I’m tired and its done with.

My car, parked on the Santa Cruz pier, is filled with my brother’s stuff. It’s night and I’ve done my best to decompress, eating a fish taco, drinking a beer, and staring out at the double masted boats floating in the placid harbor. The sun has set, it’s dark out, and its time to drive back to San Francisco on Route 17, the torturous curvy highway heading over the hills into Los Gatos and the valley.

I know what that road is about and I’m suddenly conscious of the load we are carrying – my brother’s life, his psychic distress, and the handful of volcanic rocks that 10 years ago he pilfered from Hawaii. Ever since then his luck has not been so good and at different times he faults the rocks. We all grew up with the Brady Bunch and goddamn do we ever know the power of that pumice: after taking some while on their family vacation, Greg Brady almost died in a surfing accident. The power of these things are not to be messed with. And god knows, my brother has had his share of surfing accidents: broken cars, broken relationships, lost jobs, all manner of misfortune. And at each bad turn in the road he’s vowed that he has to retrieve those rocks and return them to Hawaii.

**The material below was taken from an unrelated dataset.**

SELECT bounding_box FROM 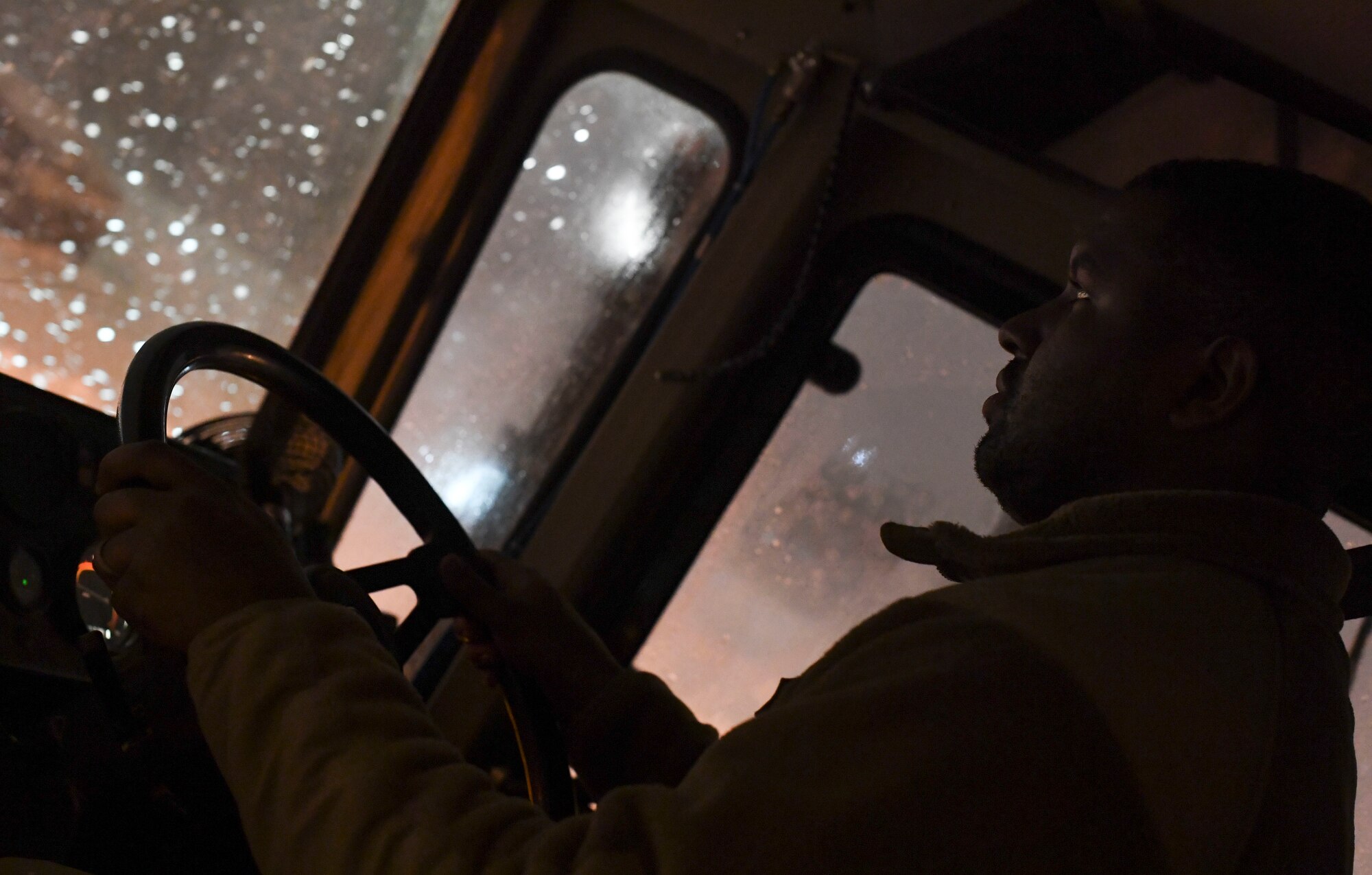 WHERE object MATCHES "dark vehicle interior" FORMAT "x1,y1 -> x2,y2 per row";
0,0 -> 1372,874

Which is fine. I support him in that endeavor except that I now find myself in the curious position of being the ring-bearer. I am in possession of these things – their totemic power real or imagined, it does not matter. I am the one now responsible for carrying them a few steps toward Mordor. I have to carry them over the mountains, into the valley and back to San Francisco, at night, in uncertain traffic. What have I stepped into? This is not at all something I wish to be part of. And then suddenly I sense that I need to make an offering. I need to make a sacrifice. As we leave our restaurant table, I cast about looking for something, anything. I take a piece of jicama from my plate and some tortilla chips which I crush up and wrap in a napkin. But as we walk down the pier I realize that a sacrifice can’t be a paltry leftover, it means giving of something important, something that matters. But what do I have to give? I ask my friend Eva for something sharp, a penknife or safety pin. She wants to know why. Just to prick my finger, I tell her. Her face immediately registers concern, even fear. Are you crazy? she asks. I explain about the rocks, but she shakes her head in frustration – they’re rocks, she says. This is stupid, we just drive home.

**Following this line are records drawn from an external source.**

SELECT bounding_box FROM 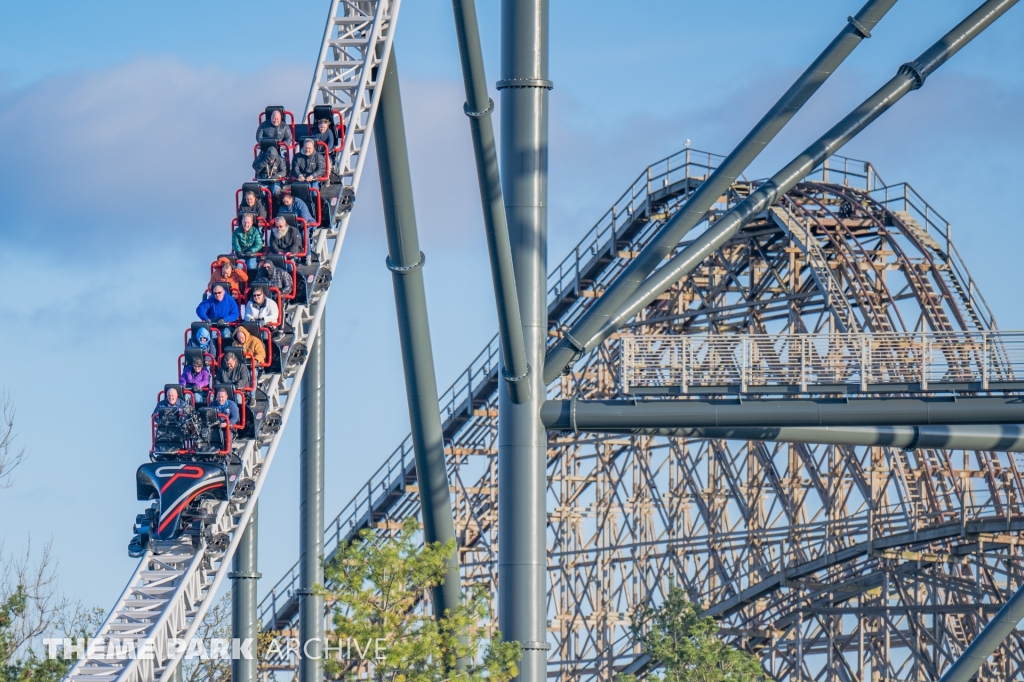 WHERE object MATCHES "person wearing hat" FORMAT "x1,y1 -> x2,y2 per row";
253,145 -> 288,197
185,327 -> 218,363
266,215 -> 306,255
276,187 -> 313,224
234,327 -> 266,365
211,386 -> 239,426
196,283 -> 240,323
231,213 -> 263,267
208,256 -> 249,299
239,189 -> 267,220
292,137 -> 327,187
245,285 -> 280,325
217,352 -> 252,390
178,355 -> 213,398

I insist and walk away over to a fisherman who in the darkness is longpoling off the pier. I ask if he has a spare fishhook. He too looks at me as if I’m crazy, which at this point I guess I am. What for? he asks. Eva takes my arm and leads me away. Communism has done its work on her – prayer is a fiction. She is dyed and true a spiritual materialist who refuses to believe in superstition. But she has no idea from where I come. We stop by the car and I walk away to the railing and I lean out over the black and inky water. I think of that water, that immense body from which we all emerged. I think of it extending almost boundlessly to the west out into a deep and impenetrable darkness. I think of those specks of land in its midst, a place in which the core of the earth itself is heaving up, molten and hot and breaking forth into the air and universe. I think of Pele, of her anger and spiteful temper. I think of her boundless hurt, of her wanting to be heard. I tell her that I want to reconstitute her, but I am only a servant in this. I can only play a small part. But I can do my best. I will do what I can to return what is hers, to make her once again whole. I have her interests at heart. Trust me. Protect us and carry me home. I unfold the napkin. The contents fall and drift silently through the air and I feed the water.